Mengenai dua penjelasan di atas dan penjelasan-penjelasan yang lain tentang makna ash-Shamad, Ibnu Katsir berkata, “Semua diriwayatkan oleh Ibnu Abu Hatim, al-Bayhaqi, dan ath-Thabarani. Juga Ibnu Jarir ath-Thabari—bahkan ia menyebut banyak sekali dengan sanadnya. Ath-Thabarani, di dalam kitab as-Sunnah, setelah menyebut penjelasan-penjelasan makna ash-Shamad berkata, ‘Semua itu benar. Itu adalah sifat Rabb kita ‘azza wa jalla.’.” (Tafsir Ibnu Katsir, 4/610)
Masalahnya, apakah setelah kita memakrifahi ke-Shamad-an Allah, kita benar-benar bersandar kepada-Nya dalam semua urusan kita? Dalam urusan dunia dan juga urusan akhirat kita? Seyogianya kita berinstropeksi.
Ikhtishar al-Ikhlash
Nama ash-Shamad di dalam al-Qur’an sekali, yakni di dalam surat al-Ikhlas.
“Katakanlah, ‘Dia-lah Allah, yang Maha Esa.’ Allah adalah ash-Shamad (yang segala sesuatu bergantung kepada-Nya). Dia tidak beranak dan tidak pula diperanakkan. Dan tidak ada siapa pun yang setara dengan Dia.” (QS. Al-Ikhlash: 1-4)

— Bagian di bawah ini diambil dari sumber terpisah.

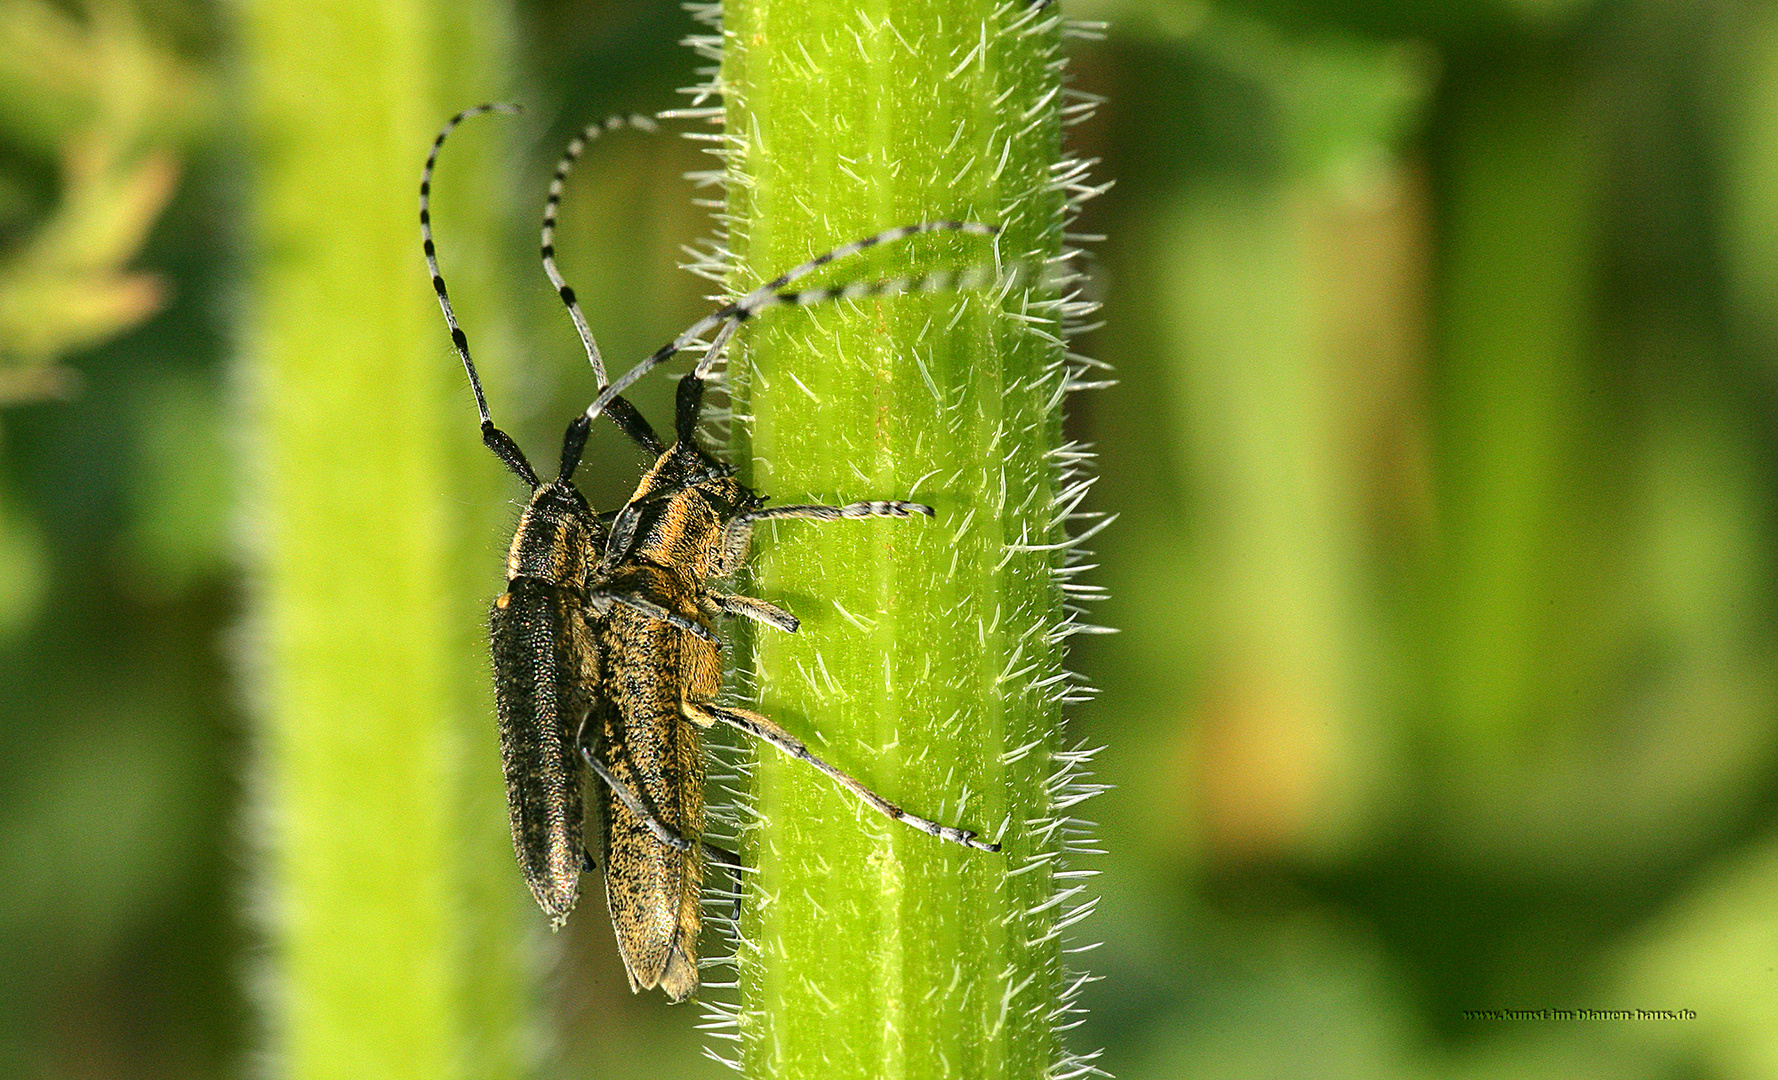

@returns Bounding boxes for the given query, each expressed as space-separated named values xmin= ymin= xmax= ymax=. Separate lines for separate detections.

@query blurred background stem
xmin=242 ymin=1 xmax=526 ymax=1077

Surat al-Ikhlash sendiri adalah surat yang senilai dengan sepertiga al-Qur’an. Surat ini meliputi Tauhid Uluhiyah, Tauhid Rububiyah, dan Tauhid Asma` wa Shifat. Terkandung di dalamnya pula antitesa untuk pemahaman sesat: Mulhidah (atheis), Mu’athilah (mereka yang meniadakan nama/sifat Allah), Musyabbihah (mereka yang menyerupakan Allah dengan makhluk), Hululiyah (mereka yang beranggapan Allah berada di mana-mana), dan Ittihadiyah (Mereka yang berkeyakinan Allah menyatu dengan makhluk-Nya). (Bersambung, in sya`a Allah)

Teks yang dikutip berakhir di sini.